All of lore.kernel.org
 help / color / mirror / Atom feed
* Client Location
       [not found] <1253073523.409.1349787553083.JavaMail.root@corellia.pncl.co.uk>
@ 2012-10-09 13:14 ` James Horner
  2012-10-09 13:30   ` Wido den Hollander
  2012-10-09 16:43   ` Mark Kampe
  0 siblings, 2 replies; 7+ messages in thread
From: James Horner @ 2012-10-09 13:14 UTC (permalink / raw)
  To: ceph-devel

Hi There 




I have a simple test cluster spread across 2 datacenters setup as follows 

DC1: 
mon.w 
mon.x 
mds.w 
mds.x 
osd1 

DC2: 
mon.e 
mds.e 
osd2 

Each DC has a hypervisor(Proxmox running qemu 1.1.1) which can connect to the cluster fine. I think I have the crush map setup to replicate between the datacenters but when I run a VM with a disk on the cluster the hv's connect to the OSD's in the other datacenter.
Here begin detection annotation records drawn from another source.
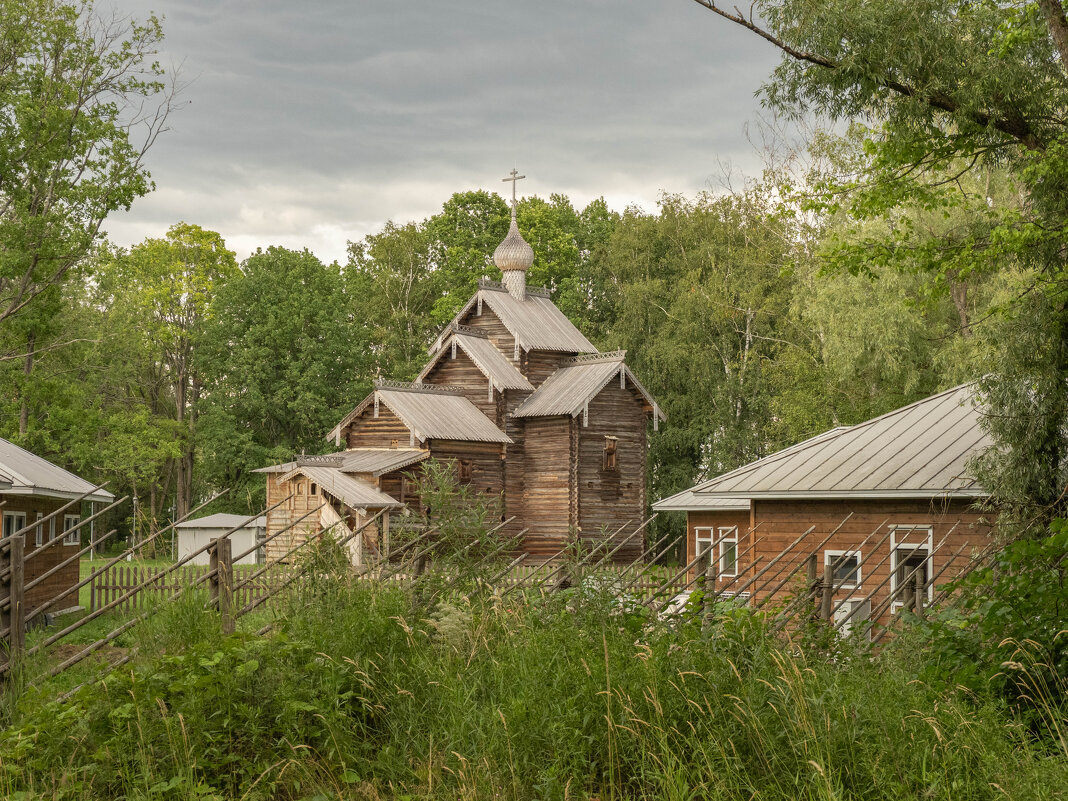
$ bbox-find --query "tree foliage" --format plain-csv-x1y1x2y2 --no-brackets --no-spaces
0,0,172,328
198,247,370,511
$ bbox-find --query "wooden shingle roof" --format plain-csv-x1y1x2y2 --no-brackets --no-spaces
430,280,597,354
327,381,512,444
679,384,992,499
415,326,534,391
513,350,665,420
280,465,404,509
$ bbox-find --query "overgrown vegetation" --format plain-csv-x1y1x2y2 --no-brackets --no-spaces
0,571,1068,800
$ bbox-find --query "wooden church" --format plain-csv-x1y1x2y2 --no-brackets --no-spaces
261,171,664,561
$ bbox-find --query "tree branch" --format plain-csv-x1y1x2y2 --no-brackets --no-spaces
693,0,1046,151
1038,0,1068,70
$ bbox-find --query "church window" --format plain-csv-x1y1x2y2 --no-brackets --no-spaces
602,437,618,470
457,459,471,484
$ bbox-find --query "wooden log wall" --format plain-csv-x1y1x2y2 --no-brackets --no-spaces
266,473,324,562
345,404,411,447
749,500,992,623
521,417,572,559
7,496,79,612
497,390,531,536
430,439,504,511
574,378,648,562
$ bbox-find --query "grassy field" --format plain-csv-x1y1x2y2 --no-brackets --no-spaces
0,574,1068,801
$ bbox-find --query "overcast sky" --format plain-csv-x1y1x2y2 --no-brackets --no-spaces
98,0,776,261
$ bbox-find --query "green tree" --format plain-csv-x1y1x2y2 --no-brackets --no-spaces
106,222,237,517
697,0,1068,514
197,247,371,508
0,0,172,328
591,193,790,498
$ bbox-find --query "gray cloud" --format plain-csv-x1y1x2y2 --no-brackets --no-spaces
108,0,776,260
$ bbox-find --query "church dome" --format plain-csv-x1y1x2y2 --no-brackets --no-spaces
493,213,534,272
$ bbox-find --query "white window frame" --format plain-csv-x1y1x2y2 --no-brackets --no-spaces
823,548,864,590
718,525,738,577
0,512,26,539
693,525,716,559
63,515,81,546
890,524,935,612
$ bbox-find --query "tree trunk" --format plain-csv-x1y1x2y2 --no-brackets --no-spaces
18,329,36,437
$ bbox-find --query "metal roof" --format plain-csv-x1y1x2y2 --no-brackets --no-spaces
327,381,512,443
512,350,665,420
694,384,992,498
415,333,534,391
0,439,115,502
174,512,267,530
653,425,849,512
430,281,597,354
282,465,404,509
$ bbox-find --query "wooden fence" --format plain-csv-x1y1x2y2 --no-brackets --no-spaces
89,565,293,612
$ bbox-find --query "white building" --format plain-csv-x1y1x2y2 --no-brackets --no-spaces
174,513,267,565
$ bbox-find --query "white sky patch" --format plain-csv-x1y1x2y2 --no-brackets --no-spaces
106,0,776,262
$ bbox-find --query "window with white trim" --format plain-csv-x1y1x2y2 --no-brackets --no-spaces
3,512,26,537
719,525,738,576
63,515,81,545
890,525,935,608
693,527,716,562
823,550,861,590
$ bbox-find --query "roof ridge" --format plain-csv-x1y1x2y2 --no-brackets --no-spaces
560,350,627,367
478,278,552,298
375,378,464,396
692,423,861,494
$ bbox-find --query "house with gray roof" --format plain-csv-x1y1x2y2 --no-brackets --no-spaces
264,175,664,561
0,439,114,611
653,384,994,632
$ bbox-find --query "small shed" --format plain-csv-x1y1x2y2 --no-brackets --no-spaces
174,513,267,565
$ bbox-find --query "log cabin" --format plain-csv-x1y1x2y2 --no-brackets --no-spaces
653,384,993,628
0,439,114,614
261,186,664,561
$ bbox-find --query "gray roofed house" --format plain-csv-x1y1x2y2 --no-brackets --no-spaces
693,384,991,499
0,439,115,502
252,447,430,477
261,171,664,561
653,384,998,630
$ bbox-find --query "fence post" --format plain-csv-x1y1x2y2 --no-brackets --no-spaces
207,537,234,634
819,559,834,621
0,536,26,664
216,537,234,634
702,548,718,629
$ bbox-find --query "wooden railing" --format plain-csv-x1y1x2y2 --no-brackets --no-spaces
89,565,292,612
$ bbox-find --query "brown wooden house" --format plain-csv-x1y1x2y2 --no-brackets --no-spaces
0,439,114,613
265,191,664,560
653,384,992,623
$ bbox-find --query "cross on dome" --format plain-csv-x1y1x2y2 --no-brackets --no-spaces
493,168,534,300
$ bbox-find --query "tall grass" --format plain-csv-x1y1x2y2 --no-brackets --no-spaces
0,577,1068,801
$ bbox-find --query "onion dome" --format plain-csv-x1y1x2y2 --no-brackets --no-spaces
493,210,534,272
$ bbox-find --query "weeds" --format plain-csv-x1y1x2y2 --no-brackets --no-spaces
0,572,1068,801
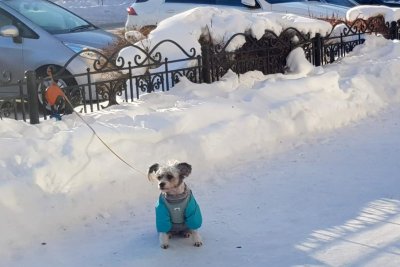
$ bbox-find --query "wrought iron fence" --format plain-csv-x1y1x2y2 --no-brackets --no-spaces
0,17,400,123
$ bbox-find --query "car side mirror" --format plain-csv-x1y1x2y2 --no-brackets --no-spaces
242,0,256,7
0,25,22,43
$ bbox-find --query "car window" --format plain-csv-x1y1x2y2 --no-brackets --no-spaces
5,0,94,34
0,9,39,39
0,10,12,27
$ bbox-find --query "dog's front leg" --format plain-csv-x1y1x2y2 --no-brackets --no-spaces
159,233,169,249
192,230,203,247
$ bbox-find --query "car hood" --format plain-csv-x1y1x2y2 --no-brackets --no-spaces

Is there a way to tell qemu that it is DC1 or DC2 and to prefer those osd's? 

Thanks. 
James 



# begin crush map 

# devices 
device 0 osd.0 
device 1 osd.1 

# types 
type 0 osd 
type 1 host 
type 2 rack 
type 3 row 
type 4 room 
type 5 datacenter 
type 6 pool 

# buckets 
host ceph-test-dc1-osd1 { 
id -2 # do not change unnecessarily 
# weight 1.000 
alg straw 
hash 0 # rjenkins1 
item osd.0 weight 1.000 
} 
host ceph-test-dc2-osd1 { 
id -4 # do not change unnecessarily 
# weight 1.000 
alg straw 
hash 0 # rjenkins1 
item osd.1 weight 1.000 
} 
rack dc1-rack1 { 
id -3 # do not change unnecessarily 
# weight 2.000 
alg straw 
hash 0 # rjenkins1 
item ceph-test-dc1-osd1 weight 1.000 
} 

rack dc2-rack1 { 
id -5 
alg straw 
hash 0 
item ceph-test-dc2-osd1 weight 1.000 
} 

datacenter dc1 { 
id -6 
alg straw 
hash 0 
item dc1-rack1 weight 1.000 
} 

datacenter dc2 { 
id -7 
alg straw 
hash 0 
item dc2-rack1 weight 1.000 
} 

pool proxmox { 
id -1 # do not change unnecessarily 
# weight 2.000 
alg straw 
hash 0 # rjenkins1 
item dc1 weight 2.000 
item dc2 weight 2.000 
} 

# rules 
rule proxmox { 
ruleset 0 
type replicated 
min_size 1 
max_size 10 
step take default 
step chooseleaf firstn 0 type datacenter 

step emit 
} 


# end crush map 



^ permalink raw reply	[flat|nested] 7+ messages in thread

* Re: Client Location
  2012-10-09 13:14 ` Client Location James Horner
@ 2012-10-09 13:30   ` Wido den Hollander
  2012-10-09 13:33     ` james.horner
  2012-10-09 16:43   ` Mark Kampe
  1 sibling, 1 reply; 7+ messages in thread
From: Wido den Hollander @ 2012-10-09 13:30 UTC (permalink / raw)
  To: James Horner; +Cc: ceph-devel

On 10/09/2012 03:14 PM, James Horner wrote:
> Hi There
>
>
>
>
> I have a simple test cluster spread across 2 datacenters setup as follows
>
> DC1:
> mon.w
> mon.x
> mds.w
> mds.x
> osd1
>
> DC2:
> mon.e
> mds.e
> osd2
>
> Each DC has a hypervisor(Proxmox running qemu 1.1.1) which can connect to the cluster fine. I think I have the crush map setup to replicate between the datacenters but when I run a VM with a disk on the cluster the hv's connect to the OSD's in the other datacenter. Is there a way to tell qemu that it is DC1 or DC2 and to prefer those osd's?
>

No, there is no such way. Ceph is designed to work on a local network 
where it doesn't matter where the nodes are or how the client connects.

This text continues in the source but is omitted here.